The Cleburne County Emergency Medical Service building is getting a $64,000 makeover including four new bedrooms, a weight room, a new kitchen, a training room and lots of storage.
It’s being funded with “found money,” that turned up after a bookkeeping error was discovered, said Tracy Lambert, interim director of the service.
The renovation is a much-anticipated project in a building constructed several years with the intent that it be expanded. However, the money to accomplish the work hasn’t been available until now. In fact, say directors of local rural emergency medical service providers, money is tight at most rural services, a consequence of the widespread populations they serve.
“We’ll never make a profit,” Lambert said. “You just can’t in a rural area.”
The Jacksonville Ambulance Service, managed by that city’s Fire Department, covers an area of about 140 square miles, said Jacksonville Fire Chief Wade Buckner. Cleburne EMS covers 530 square miles, Lambert said. Phillip Winkles, director of Piedmont Rescue, the ambulance service and search and rescue agency in that city, said the service covers about 400 square miles.
The wider coverage area means picking up a patient and taking them to the hospital takes longer – an average of two hours for Cleburne County EMS and an average of an hour and a half for Piedmont EMS. In contrast Jacksonville, which covers both urban and rural calls, averages 30 minutes for calls in town and an hour and a half for calls in rural areas.
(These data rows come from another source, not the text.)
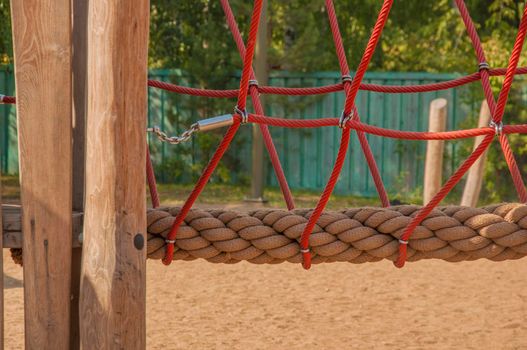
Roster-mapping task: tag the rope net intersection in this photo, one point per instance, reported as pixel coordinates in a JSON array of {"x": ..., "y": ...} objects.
[{"x": 350, "y": 119}]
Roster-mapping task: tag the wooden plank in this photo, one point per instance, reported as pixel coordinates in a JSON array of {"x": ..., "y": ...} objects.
[
  {"x": 113, "y": 280},
  {"x": 475, "y": 173},
  {"x": 42, "y": 51},
  {"x": 80, "y": 68},
  {"x": 12, "y": 227},
  {"x": 434, "y": 150}
]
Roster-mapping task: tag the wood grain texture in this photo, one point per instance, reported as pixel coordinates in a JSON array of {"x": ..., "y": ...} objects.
[
  {"x": 434, "y": 150},
  {"x": 475, "y": 173},
  {"x": 113, "y": 280},
  {"x": 12, "y": 227},
  {"x": 42, "y": 50},
  {"x": 80, "y": 68}
]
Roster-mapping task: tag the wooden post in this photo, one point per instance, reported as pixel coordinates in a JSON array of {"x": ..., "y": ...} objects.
[
  {"x": 80, "y": 67},
  {"x": 434, "y": 150},
  {"x": 262, "y": 74},
  {"x": 475, "y": 174},
  {"x": 42, "y": 50},
  {"x": 1, "y": 271},
  {"x": 113, "y": 274}
]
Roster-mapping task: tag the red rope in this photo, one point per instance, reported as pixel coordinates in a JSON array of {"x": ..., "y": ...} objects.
[
  {"x": 349, "y": 106},
  {"x": 320, "y": 90},
  {"x": 366, "y": 149},
  {"x": 497, "y": 117},
  {"x": 224, "y": 144},
  {"x": 489, "y": 96},
  {"x": 351, "y": 88},
  {"x": 255, "y": 97}
]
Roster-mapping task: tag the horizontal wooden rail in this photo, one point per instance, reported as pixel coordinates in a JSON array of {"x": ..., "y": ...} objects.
[{"x": 12, "y": 225}]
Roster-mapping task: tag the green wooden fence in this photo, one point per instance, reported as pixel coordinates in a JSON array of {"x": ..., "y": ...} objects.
[{"x": 307, "y": 155}]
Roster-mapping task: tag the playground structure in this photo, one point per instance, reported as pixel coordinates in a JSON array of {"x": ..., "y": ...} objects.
[{"x": 88, "y": 85}]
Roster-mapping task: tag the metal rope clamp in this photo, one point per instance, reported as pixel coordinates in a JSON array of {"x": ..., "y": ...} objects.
[
  {"x": 346, "y": 78},
  {"x": 243, "y": 113},
  {"x": 345, "y": 118},
  {"x": 253, "y": 82},
  {"x": 498, "y": 127},
  {"x": 483, "y": 66},
  {"x": 200, "y": 126}
]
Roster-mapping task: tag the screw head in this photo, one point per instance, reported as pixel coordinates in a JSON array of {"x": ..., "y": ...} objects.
[{"x": 139, "y": 241}]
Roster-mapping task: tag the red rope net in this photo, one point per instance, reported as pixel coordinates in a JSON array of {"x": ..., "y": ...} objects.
[{"x": 350, "y": 120}]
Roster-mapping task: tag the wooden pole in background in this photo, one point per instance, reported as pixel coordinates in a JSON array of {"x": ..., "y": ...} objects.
[
  {"x": 1, "y": 271},
  {"x": 434, "y": 150},
  {"x": 42, "y": 50},
  {"x": 262, "y": 74},
  {"x": 113, "y": 274},
  {"x": 475, "y": 174},
  {"x": 80, "y": 67}
]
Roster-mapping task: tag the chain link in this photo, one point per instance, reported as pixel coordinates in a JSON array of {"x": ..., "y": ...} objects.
[{"x": 174, "y": 140}]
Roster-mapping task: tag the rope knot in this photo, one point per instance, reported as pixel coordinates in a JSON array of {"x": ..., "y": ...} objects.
[
  {"x": 242, "y": 113},
  {"x": 498, "y": 127},
  {"x": 346, "y": 78},
  {"x": 483, "y": 66},
  {"x": 345, "y": 118}
]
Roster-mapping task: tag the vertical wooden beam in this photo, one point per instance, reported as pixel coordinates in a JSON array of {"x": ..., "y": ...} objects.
[
  {"x": 434, "y": 150},
  {"x": 42, "y": 50},
  {"x": 262, "y": 74},
  {"x": 475, "y": 174},
  {"x": 80, "y": 66},
  {"x": 1, "y": 272},
  {"x": 113, "y": 274}
]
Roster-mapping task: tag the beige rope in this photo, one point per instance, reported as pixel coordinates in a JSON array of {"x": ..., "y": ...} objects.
[{"x": 357, "y": 235}]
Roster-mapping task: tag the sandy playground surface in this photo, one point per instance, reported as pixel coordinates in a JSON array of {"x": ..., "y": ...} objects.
[{"x": 426, "y": 305}]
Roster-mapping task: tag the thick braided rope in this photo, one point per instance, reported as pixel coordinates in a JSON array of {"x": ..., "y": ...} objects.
[
  {"x": 357, "y": 235},
  {"x": 228, "y": 137},
  {"x": 349, "y": 106}
]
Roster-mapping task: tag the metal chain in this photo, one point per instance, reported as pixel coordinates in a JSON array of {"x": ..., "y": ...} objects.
[{"x": 174, "y": 140}]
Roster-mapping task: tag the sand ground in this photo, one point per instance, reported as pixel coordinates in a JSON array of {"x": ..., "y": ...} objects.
[{"x": 427, "y": 305}]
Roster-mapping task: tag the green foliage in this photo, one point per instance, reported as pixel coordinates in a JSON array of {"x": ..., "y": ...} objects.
[{"x": 6, "y": 47}]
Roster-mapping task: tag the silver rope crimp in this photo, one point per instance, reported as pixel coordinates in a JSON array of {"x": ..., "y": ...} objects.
[
  {"x": 346, "y": 78},
  {"x": 345, "y": 118},
  {"x": 483, "y": 66},
  {"x": 174, "y": 140},
  {"x": 243, "y": 113},
  {"x": 498, "y": 127}
]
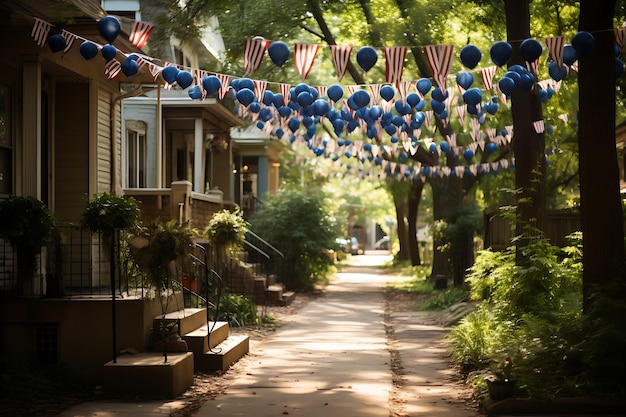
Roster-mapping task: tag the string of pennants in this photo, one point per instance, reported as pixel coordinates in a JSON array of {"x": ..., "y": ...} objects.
[{"x": 373, "y": 107}]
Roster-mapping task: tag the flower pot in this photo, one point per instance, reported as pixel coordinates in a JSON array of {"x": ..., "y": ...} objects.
[{"x": 500, "y": 389}]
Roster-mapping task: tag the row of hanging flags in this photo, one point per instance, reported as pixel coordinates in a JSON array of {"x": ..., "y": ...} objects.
[{"x": 439, "y": 57}]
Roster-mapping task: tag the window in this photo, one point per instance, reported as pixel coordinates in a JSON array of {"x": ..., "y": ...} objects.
[
  {"x": 6, "y": 143},
  {"x": 47, "y": 344},
  {"x": 136, "y": 155}
]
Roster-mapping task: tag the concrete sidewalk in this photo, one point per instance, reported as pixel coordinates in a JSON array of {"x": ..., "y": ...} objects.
[{"x": 332, "y": 359}]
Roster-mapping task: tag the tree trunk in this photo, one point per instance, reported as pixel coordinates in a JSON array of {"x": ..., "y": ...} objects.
[
  {"x": 414, "y": 201},
  {"x": 601, "y": 210},
  {"x": 528, "y": 145},
  {"x": 401, "y": 209}
]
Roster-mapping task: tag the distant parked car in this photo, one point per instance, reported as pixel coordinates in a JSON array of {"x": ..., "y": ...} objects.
[
  {"x": 354, "y": 246},
  {"x": 382, "y": 244}
]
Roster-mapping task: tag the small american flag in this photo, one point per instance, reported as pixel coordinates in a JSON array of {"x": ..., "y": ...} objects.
[
  {"x": 40, "y": 31},
  {"x": 140, "y": 33},
  {"x": 341, "y": 59},
  {"x": 112, "y": 69}
]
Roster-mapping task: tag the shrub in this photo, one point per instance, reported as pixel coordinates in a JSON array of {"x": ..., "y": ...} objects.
[{"x": 297, "y": 223}]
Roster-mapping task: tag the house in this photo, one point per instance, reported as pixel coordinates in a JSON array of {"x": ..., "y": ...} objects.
[{"x": 62, "y": 140}]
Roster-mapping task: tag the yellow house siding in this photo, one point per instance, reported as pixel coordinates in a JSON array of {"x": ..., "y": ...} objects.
[{"x": 71, "y": 150}]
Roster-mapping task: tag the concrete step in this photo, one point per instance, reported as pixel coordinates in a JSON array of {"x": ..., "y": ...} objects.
[
  {"x": 288, "y": 297},
  {"x": 206, "y": 337},
  {"x": 189, "y": 319},
  {"x": 224, "y": 355}
]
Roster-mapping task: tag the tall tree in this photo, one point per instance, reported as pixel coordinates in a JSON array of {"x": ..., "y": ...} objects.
[
  {"x": 602, "y": 219},
  {"x": 528, "y": 144}
]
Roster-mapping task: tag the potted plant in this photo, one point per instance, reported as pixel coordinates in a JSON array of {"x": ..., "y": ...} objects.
[
  {"x": 501, "y": 381},
  {"x": 158, "y": 248},
  {"x": 226, "y": 231},
  {"x": 108, "y": 212},
  {"x": 27, "y": 224}
]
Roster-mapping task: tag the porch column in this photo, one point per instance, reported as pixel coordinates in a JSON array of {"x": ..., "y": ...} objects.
[
  {"x": 198, "y": 157},
  {"x": 263, "y": 177},
  {"x": 30, "y": 161}
]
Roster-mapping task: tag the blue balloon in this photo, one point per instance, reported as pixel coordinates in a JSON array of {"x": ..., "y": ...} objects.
[
  {"x": 285, "y": 111},
  {"x": 169, "y": 74},
  {"x": 194, "y": 92},
  {"x": 439, "y": 94},
  {"x": 245, "y": 96},
  {"x": 530, "y": 49},
  {"x": 130, "y": 67},
  {"x": 109, "y": 52},
  {"x": 473, "y": 96},
  {"x": 402, "y": 108},
  {"x": 470, "y": 56},
  {"x": 387, "y": 92},
  {"x": 500, "y": 53},
  {"x": 335, "y": 92},
  {"x": 366, "y": 57},
  {"x": 278, "y": 52},
  {"x": 265, "y": 114},
  {"x": 391, "y": 129},
  {"x": 320, "y": 107},
  {"x": 305, "y": 98},
  {"x": 294, "y": 124},
  {"x": 88, "y": 50},
  {"x": 423, "y": 85},
  {"x": 583, "y": 42},
  {"x": 437, "y": 106},
  {"x": 211, "y": 84},
  {"x": 56, "y": 43},
  {"x": 361, "y": 98},
  {"x": 245, "y": 83},
  {"x": 555, "y": 72},
  {"x": 184, "y": 79},
  {"x": 465, "y": 79},
  {"x": 506, "y": 85},
  {"x": 518, "y": 69},
  {"x": 413, "y": 99},
  {"x": 254, "y": 107},
  {"x": 277, "y": 101},
  {"x": 569, "y": 55},
  {"x": 109, "y": 28}
]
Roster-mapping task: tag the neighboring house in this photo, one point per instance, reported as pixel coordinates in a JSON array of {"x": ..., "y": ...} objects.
[{"x": 257, "y": 165}]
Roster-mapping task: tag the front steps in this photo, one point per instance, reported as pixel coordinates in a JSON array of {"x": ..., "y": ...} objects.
[{"x": 209, "y": 348}]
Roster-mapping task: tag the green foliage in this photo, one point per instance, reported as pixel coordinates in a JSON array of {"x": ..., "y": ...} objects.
[
  {"x": 227, "y": 229},
  {"x": 107, "y": 212},
  {"x": 443, "y": 299},
  {"x": 154, "y": 246},
  {"x": 530, "y": 313},
  {"x": 26, "y": 222},
  {"x": 237, "y": 310},
  {"x": 297, "y": 223}
]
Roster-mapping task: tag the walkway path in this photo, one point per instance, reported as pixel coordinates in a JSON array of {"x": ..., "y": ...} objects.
[{"x": 333, "y": 359}]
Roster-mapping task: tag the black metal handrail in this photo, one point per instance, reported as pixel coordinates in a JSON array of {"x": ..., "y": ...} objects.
[{"x": 274, "y": 264}]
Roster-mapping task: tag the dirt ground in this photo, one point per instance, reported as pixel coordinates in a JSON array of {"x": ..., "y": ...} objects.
[{"x": 208, "y": 386}]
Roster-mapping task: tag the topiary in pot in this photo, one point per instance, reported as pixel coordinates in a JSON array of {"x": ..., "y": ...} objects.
[
  {"x": 108, "y": 212},
  {"x": 156, "y": 248},
  {"x": 27, "y": 224}
]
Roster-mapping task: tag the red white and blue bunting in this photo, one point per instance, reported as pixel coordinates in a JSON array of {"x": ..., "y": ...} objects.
[{"x": 386, "y": 119}]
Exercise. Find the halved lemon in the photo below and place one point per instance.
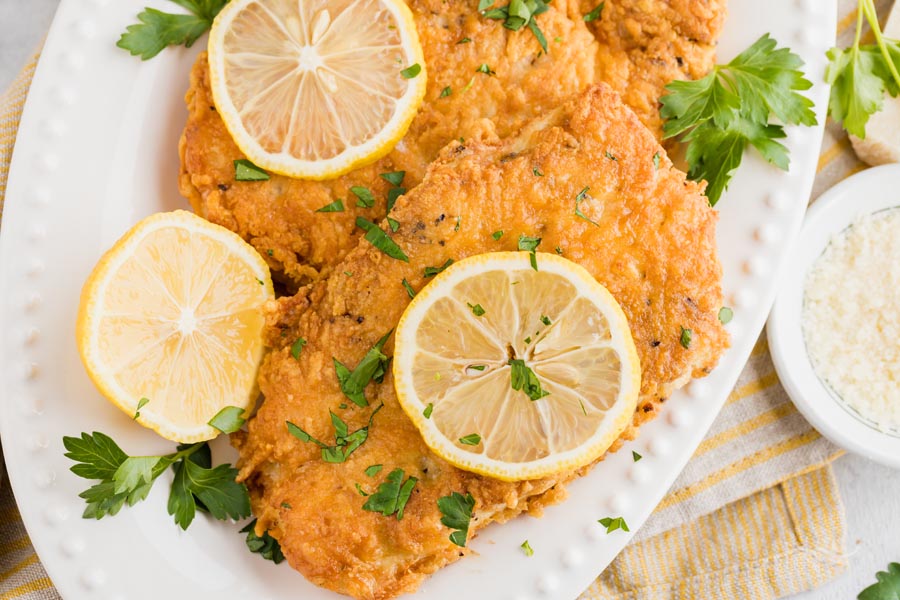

In addition, although EMS stations in less-populated areas have to be staffed 24 hours a day just as those in urban areas, their service-call volume is lower, giving them fewer opportunities to fund their operations with fees, Winkles said. Rural counties like Cleburne also often have higher poverty rates and more uninsured people than urban areas, making it more likely the fees that are generated won’t be paid, Lambert said.
But funding is just one of the challenges that rural services face, said Severo Rodriguez, executive director of the National Registry of Emergency Medical Technicians.
Rodriguez, a paramedic who spent a number of years teaching in rural southern Texas, said rural services often have a harder time recruiting and retaining certified personnel.
EMTs and paramedics often go to smaller communities for training and then relocate to other communities, Rodriguez said. That is a problem throughout healthcare as a whole; rural areas often have a hard time recruiting doctors, dentists and nurses as well, he added.
The lower call volume in rural areas also creates a need for more skill maintenance, Rodriguez said. For instance, some calls can be simple to answer while others are more challenging. If the challenging calls are done less frequently, the skills needed to handle those calls can become rusty, Rodriguez said.
In addition, just the fact that transports can take longer means rural EMTs and paramedics often do more diverse treatments with their patients, Rodriguez said. A medical technician or a paramedic can brush up on the skills and pick up new ones with continuing education. But that hands-on training can be expensive, he said.
Emergency medical personnel are passionate about and committed to their profession, Rodriguez said.
“We look for educational opportunities,” he said. “But at some point, the resources need to be provided.”
That can be a problem in rural areas where the smaller population base can have a harder time generating the amount of money needed to provide those resources, Rodriguez said.
But there are also rewards to working in more rural communities. In such places, paramedics and EMTs may be the only healthcare workers around for 30 or 40 miles, Rodriguez said. The people in those communities tend to view the EMS service differently than people in more urban areas.
In urban areas the perception of EMS may be “lights, sirens and dramatic rescues,” Rodriguez said. But in rural areas, EMS workers often provide much more routine care, such as blood-pressure checks and walk-in clients asking for help.
In Cleburne County, where there is no hospital, the EMS service has people walk in three or four times a week for blood pressure checks, said paramedic Heather Fink. But they also come for other reasons.
“We took a fish hook out of a kid two weeks ago,” Fink said.
Piedmont, which also has no hospital and no medical clinic nearby, sees the same type of requests, Winkle said.
“We have a huge amount of walk-ins,” Winkle said. “About eight a week.”
The people come in for blood pressure checks, or to complain of chest pains, difficulty breathing, broken bones. The EMTs and paramedics treat them all whether or not they need to go to a hospital. Meanwhile, they only charge the clients if they take them to a hospital, Winkle and Lambert said.
Cleburne EMS is turning one of the old bedrooms being replaced in the renovation project into an exam room, Lambert said. It will be more private and more comfortable for the clients, he said.
“We see it as a community service, a way to give back to the community,” Winkle said.